[antlr-interest] Context-sensitive lexer

Fri Jun 17 05:15:30 PDT 2011

Hi,

I'm developing a parser for a file format where context is very
important. I'm looking to
1) understand why my ANTLR parser gets into infinite loops
2) find out if there is any better way to implement context
sensitivity than what I am doing with semantic predicates.

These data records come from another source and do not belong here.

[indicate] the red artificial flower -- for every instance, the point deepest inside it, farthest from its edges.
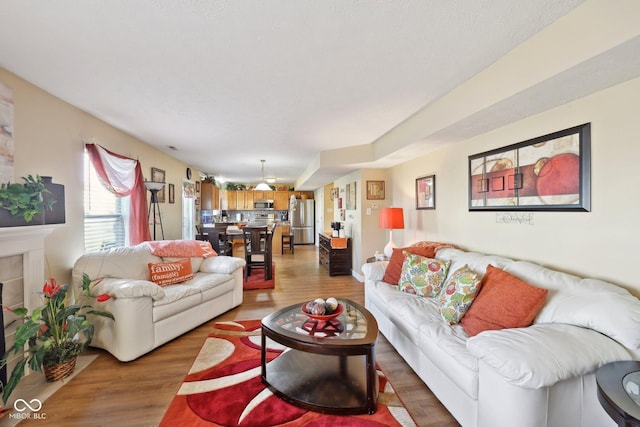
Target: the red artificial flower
(103, 297)
(50, 289)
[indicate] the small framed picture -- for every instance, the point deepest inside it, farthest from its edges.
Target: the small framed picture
(172, 193)
(426, 192)
(375, 190)
(158, 175)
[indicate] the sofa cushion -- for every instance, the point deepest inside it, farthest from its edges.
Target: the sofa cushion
(544, 354)
(394, 268)
(422, 276)
(127, 288)
(459, 291)
(127, 262)
(195, 261)
(180, 248)
(504, 301)
(222, 264)
(589, 303)
(169, 273)
(475, 260)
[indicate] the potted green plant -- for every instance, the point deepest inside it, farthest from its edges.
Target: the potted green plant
(52, 335)
(25, 202)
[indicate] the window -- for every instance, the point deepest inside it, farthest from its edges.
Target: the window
(105, 214)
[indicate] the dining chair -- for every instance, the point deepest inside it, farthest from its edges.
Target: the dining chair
(257, 250)
(217, 236)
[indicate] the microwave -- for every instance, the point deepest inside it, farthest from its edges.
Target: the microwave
(263, 204)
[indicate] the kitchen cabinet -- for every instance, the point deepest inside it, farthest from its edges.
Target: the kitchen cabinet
(281, 200)
(210, 196)
(302, 194)
(245, 200)
(263, 195)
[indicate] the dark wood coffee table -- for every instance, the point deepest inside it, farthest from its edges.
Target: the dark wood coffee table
(327, 366)
(611, 380)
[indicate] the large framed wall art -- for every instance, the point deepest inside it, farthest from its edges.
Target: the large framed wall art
(551, 173)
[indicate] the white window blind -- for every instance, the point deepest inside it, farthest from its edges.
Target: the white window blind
(105, 214)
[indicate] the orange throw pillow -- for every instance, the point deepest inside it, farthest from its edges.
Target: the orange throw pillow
(504, 301)
(169, 273)
(394, 268)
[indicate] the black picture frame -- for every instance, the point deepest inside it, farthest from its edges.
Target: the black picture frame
(548, 173)
(158, 175)
(172, 193)
(426, 192)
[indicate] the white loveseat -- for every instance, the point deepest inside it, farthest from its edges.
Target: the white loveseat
(146, 314)
(541, 375)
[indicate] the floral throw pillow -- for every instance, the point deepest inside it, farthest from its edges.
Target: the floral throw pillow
(422, 276)
(459, 292)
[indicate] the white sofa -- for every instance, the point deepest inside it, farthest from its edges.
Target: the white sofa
(541, 375)
(148, 315)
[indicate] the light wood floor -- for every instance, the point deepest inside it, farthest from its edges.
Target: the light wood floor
(112, 393)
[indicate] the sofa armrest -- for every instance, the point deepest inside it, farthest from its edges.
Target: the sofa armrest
(374, 271)
(543, 354)
(126, 288)
(221, 264)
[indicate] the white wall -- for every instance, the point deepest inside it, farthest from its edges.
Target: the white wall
(601, 243)
(48, 138)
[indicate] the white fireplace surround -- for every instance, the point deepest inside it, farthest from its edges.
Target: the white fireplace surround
(28, 242)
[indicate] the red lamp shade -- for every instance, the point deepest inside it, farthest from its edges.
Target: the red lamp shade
(391, 218)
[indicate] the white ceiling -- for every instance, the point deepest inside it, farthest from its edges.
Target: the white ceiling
(228, 83)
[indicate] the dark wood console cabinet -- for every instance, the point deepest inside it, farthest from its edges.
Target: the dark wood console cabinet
(337, 260)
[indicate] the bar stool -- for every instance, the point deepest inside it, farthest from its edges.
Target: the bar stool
(286, 239)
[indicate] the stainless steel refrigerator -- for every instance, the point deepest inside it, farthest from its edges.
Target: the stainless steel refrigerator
(302, 219)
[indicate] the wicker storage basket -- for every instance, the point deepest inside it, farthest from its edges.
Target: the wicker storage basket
(57, 372)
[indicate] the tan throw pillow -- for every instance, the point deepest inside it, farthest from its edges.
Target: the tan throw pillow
(422, 276)
(504, 301)
(394, 268)
(169, 273)
(458, 293)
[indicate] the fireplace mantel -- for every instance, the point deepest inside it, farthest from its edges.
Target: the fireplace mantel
(28, 242)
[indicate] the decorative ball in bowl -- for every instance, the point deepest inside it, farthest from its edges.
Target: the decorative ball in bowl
(320, 309)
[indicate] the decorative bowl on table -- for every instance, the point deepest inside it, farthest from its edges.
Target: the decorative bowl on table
(326, 316)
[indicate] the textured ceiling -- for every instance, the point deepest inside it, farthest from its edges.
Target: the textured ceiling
(228, 83)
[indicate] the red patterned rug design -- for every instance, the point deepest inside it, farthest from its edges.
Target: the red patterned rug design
(223, 388)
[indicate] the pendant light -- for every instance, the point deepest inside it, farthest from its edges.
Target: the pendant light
(263, 186)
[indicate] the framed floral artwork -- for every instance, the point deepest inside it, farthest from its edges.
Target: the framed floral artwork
(158, 175)
(426, 192)
(375, 190)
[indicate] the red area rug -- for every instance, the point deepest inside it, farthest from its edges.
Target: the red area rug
(256, 280)
(223, 388)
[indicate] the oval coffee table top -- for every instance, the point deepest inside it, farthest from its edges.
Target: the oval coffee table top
(355, 326)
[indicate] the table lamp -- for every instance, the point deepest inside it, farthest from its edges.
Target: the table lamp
(391, 218)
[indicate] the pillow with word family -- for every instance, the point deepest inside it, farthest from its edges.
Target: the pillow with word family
(170, 273)
(422, 276)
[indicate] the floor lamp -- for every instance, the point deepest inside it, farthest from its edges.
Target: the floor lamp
(154, 187)
(391, 218)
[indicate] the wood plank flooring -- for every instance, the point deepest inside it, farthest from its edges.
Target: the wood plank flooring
(137, 393)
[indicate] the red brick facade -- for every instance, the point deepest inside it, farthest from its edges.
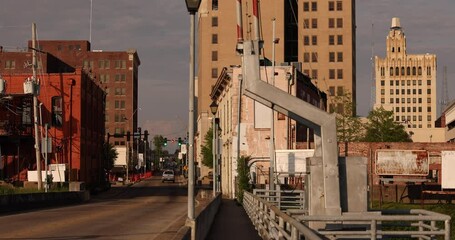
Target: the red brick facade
(73, 106)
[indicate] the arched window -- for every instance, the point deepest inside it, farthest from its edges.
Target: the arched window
(57, 111)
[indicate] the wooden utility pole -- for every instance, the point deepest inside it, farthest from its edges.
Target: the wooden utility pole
(35, 108)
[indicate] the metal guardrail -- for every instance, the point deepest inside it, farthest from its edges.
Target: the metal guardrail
(283, 199)
(272, 223)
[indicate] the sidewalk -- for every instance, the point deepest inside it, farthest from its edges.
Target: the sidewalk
(232, 222)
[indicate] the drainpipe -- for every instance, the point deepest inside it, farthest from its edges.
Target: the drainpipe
(71, 82)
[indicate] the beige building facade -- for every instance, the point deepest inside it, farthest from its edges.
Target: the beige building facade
(252, 136)
(406, 85)
(316, 36)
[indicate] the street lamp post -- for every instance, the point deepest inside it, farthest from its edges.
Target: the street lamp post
(214, 109)
(192, 6)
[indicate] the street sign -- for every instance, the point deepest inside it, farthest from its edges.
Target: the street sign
(183, 149)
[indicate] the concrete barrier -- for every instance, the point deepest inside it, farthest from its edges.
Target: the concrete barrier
(19, 202)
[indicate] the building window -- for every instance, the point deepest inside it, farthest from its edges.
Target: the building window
(306, 57)
(331, 73)
(331, 56)
(339, 23)
(306, 40)
(214, 21)
(120, 77)
(340, 91)
(331, 6)
(332, 91)
(314, 6)
(215, 38)
(57, 111)
(104, 78)
(214, 72)
(339, 56)
(306, 6)
(306, 23)
(339, 39)
(88, 64)
(10, 64)
(331, 40)
(314, 57)
(314, 74)
(120, 91)
(214, 55)
(340, 73)
(339, 6)
(331, 22)
(104, 64)
(314, 40)
(314, 23)
(120, 64)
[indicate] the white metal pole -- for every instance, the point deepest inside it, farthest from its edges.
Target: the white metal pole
(46, 184)
(35, 109)
(214, 162)
(272, 120)
(191, 176)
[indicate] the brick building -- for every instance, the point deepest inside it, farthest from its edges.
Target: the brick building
(115, 71)
(73, 106)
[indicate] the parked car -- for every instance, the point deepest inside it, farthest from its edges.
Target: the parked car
(168, 175)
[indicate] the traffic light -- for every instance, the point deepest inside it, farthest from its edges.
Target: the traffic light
(146, 135)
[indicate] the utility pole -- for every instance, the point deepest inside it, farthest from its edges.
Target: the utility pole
(35, 108)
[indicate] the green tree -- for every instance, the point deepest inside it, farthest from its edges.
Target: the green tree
(349, 126)
(382, 128)
(207, 149)
(243, 173)
(158, 142)
(109, 155)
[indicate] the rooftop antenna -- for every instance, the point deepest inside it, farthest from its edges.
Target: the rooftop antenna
(373, 79)
(91, 12)
(445, 94)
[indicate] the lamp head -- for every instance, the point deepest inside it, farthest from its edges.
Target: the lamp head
(214, 107)
(192, 5)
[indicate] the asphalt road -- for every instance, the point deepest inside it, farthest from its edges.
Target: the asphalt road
(146, 210)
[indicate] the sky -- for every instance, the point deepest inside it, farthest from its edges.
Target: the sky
(159, 30)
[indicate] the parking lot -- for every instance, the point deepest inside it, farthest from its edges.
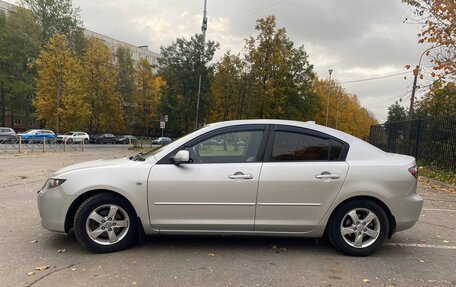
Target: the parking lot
(32, 256)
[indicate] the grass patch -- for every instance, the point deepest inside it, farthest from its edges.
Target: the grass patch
(446, 176)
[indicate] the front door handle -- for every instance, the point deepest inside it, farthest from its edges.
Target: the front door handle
(326, 175)
(240, 175)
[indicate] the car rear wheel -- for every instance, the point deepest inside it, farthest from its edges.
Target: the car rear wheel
(358, 227)
(105, 223)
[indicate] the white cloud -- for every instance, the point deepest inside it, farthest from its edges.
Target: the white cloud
(358, 39)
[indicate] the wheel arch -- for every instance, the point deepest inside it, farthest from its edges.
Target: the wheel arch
(391, 219)
(69, 218)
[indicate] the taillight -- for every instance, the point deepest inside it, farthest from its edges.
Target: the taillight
(414, 171)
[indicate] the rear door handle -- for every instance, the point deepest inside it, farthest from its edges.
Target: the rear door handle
(240, 175)
(327, 175)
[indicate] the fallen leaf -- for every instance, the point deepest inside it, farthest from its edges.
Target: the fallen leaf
(41, 268)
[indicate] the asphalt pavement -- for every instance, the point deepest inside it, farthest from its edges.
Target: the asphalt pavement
(32, 256)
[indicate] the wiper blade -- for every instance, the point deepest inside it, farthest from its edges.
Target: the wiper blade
(137, 157)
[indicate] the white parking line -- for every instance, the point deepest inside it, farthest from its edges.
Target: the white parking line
(438, 209)
(420, 245)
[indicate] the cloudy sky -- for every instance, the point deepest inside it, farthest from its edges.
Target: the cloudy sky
(358, 39)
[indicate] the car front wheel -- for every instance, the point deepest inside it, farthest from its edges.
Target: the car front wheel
(358, 227)
(105, 223)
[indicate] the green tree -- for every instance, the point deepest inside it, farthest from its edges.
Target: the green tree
(396, 113)
(437, 19)
(149, 89)
(60, 101)
(283, 74)
(345, 110)
(19, 47)
(99, 82)
(180, 66)
(55, 17)
(125, 83)
(228, 88)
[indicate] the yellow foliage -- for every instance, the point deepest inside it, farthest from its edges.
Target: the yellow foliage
(148, 96)
(99, 86)
(60, 100)
(345, 111)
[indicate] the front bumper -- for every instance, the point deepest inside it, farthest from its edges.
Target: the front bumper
(53, 205)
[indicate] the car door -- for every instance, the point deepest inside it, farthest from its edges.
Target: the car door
(216, 190)
(302, 174)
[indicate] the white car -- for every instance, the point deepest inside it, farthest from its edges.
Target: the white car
(74, 137)
(287, 179)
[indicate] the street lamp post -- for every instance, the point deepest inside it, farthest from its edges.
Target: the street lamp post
(327, 98)
(203, 29)
(3, 105)
(416, 71)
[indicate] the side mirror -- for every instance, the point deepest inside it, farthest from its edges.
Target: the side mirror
(182, 156)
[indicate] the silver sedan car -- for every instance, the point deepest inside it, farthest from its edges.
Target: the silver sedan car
(249, 177)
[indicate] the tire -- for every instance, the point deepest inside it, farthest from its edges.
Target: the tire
(110, 233)
(358, 227)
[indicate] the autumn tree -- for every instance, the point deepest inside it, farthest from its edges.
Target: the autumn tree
(345, 110)
(99, 81)
(148, 96)
(438, 28)
(19, 47)
(396, 113)
(283, 74)
(125, 83)
(60, 100)
(180, 66)
(229, 88)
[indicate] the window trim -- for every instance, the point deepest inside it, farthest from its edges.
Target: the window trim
(308, 132)
(249, 127)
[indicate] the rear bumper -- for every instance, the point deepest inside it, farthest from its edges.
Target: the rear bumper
(406, 209)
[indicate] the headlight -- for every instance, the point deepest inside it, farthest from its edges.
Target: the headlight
(53, 182)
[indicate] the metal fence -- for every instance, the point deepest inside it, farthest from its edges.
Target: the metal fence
(39, 145)
(432, 141)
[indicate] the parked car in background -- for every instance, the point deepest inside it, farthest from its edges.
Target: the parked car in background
(37, 135)
(104, 138)
(74, 137)
(7, 135)
(125, 139)
(162, 141)
(289, 179)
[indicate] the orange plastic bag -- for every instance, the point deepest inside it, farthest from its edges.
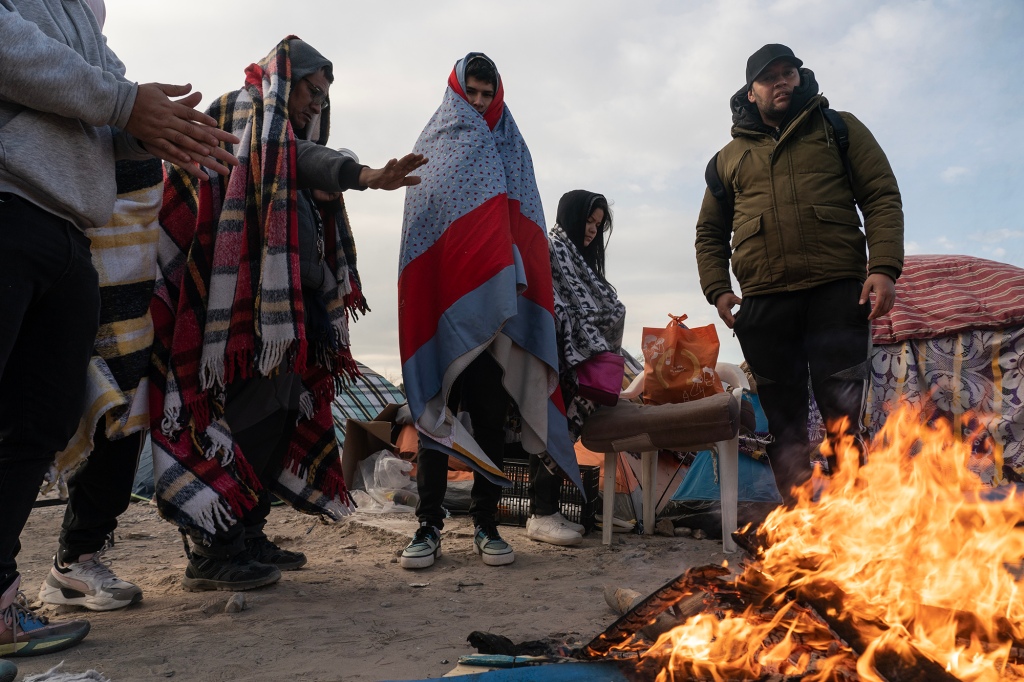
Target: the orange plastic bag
(679, 363)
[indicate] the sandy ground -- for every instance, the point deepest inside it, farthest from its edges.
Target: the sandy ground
(352, 612)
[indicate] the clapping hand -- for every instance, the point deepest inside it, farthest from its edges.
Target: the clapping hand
(174, 131)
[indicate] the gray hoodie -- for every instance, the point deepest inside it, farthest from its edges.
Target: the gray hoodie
(64, 100)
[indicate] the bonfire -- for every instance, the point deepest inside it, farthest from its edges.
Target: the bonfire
(903, 567)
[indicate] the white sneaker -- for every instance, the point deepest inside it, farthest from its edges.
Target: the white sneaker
(88, 583)
(550, 529)
(576, 527)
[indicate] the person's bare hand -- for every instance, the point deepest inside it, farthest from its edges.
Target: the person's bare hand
(725, 303)
(394, 174)
(322, 196)
(885, 294)
(174, 131)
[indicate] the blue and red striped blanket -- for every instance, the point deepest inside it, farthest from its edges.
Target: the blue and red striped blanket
(475, 276)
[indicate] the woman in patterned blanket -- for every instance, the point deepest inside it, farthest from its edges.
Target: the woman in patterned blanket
(589, 321)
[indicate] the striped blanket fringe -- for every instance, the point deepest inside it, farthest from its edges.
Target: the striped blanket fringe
(228, 306)
(124, 253)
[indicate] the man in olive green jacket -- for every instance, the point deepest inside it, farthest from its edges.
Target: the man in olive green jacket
(786, 217)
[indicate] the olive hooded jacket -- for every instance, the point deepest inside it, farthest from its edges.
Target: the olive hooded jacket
(795, 223)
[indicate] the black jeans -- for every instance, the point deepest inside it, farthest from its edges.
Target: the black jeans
(97, 494)
(823, 331)
(478, 390)
(264, 445)
(545, 488)
(49, 312)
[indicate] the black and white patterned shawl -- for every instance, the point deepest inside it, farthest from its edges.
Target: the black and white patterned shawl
(589, 317)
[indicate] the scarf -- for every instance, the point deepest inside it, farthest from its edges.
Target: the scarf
(124, 253)
(589, 315)
(229, 305)
(474, 276)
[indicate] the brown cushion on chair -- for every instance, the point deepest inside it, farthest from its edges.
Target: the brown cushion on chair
(680, 426)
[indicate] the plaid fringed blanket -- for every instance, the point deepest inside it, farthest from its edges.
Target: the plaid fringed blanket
(474, 276)
(228, 305)
(124, 253)
(590, 320)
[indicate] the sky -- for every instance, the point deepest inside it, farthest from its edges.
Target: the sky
(630, 99)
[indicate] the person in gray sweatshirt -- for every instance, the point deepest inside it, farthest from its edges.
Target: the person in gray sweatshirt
(67, 113)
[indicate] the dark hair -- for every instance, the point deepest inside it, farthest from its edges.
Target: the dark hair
(482, 70)
(573, 210)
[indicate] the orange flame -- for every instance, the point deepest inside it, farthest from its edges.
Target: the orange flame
(912, 543)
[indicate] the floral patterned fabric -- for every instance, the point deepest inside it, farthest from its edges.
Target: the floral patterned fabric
(975, 380)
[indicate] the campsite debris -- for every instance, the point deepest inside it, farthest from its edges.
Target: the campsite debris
(236, 604)
(621, 599)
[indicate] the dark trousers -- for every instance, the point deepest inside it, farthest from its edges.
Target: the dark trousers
(49, 312)
(264, 445)
(478, 390)
(545, 488)
(97, 494)
(823, 331)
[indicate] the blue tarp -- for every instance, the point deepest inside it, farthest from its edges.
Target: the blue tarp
(757, 483)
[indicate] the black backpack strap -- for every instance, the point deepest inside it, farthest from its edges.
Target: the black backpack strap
(842, 134)
(718, 189)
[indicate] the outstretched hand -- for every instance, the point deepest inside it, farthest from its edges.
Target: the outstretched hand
(394, 174)
(885, 294)
(724, 304)
(174, 131)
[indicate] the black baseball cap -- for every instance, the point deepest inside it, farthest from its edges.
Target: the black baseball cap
(767, 55)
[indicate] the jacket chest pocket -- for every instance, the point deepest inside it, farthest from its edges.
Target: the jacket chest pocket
(750, 254)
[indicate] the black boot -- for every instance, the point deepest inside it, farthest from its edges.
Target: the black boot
(211, 569)
(263, 551)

A typical beginning of a file looks like this:
TITLE
some title text

SECTION1
 a=b*c
END

SECTION2
...

SECTION3
...

The syntax differs from section to section; the 'TITLE' section is
terminated by the newline after the title text line, while other
sections can e.g. use single quote string literals and be terminated
by a keyword like 'END'. Here is a sample grammar, that gets into an
infinite loop:

grammar test;

options {
  output=AST;
}

@lexer::members {
  static final int STATE_AT_BEGINNING = 0;
  static final int STATE_IN_TITLE = 1;
  static final int STATE_AFTER_TITLE = 2;
  int lexerState = STATE_AT_BEGINNING;
}

file 	:	title;

title	:	BEGIN_TITLE TITLE_TEXT END_TITLE;

BEGIN_TITLE
	: {(lexerState == STATE_AT_BEGINNING)}? 'TITLE' WS_NL
{lexerState=STATE_IN_TITLE;}
	;

TITLE_TEXT
	: {lexerState == STATE_IN_TITLE}? TEXT
	;

END_TITLE
	: {lexerState == STATE_IN_TITLE}? NL {lexerState=STATE_AFTER_TITLE;}
	;

BLANK_ROW
	: {!(lexerState == STATE_IN_TITLE)}? WS_NL
	;

REMARK	: {!(lexerState == STATE_IN_TITLE)}? 'REMA' .* NL
	;

fragment
WS_NL	:	(' ' | '\t')* NL;

fragment
NL	:	'\r'? '\n';

fragment
TEXT	:	(~('\r' | '\n'))*;

Best Regards,
Jonas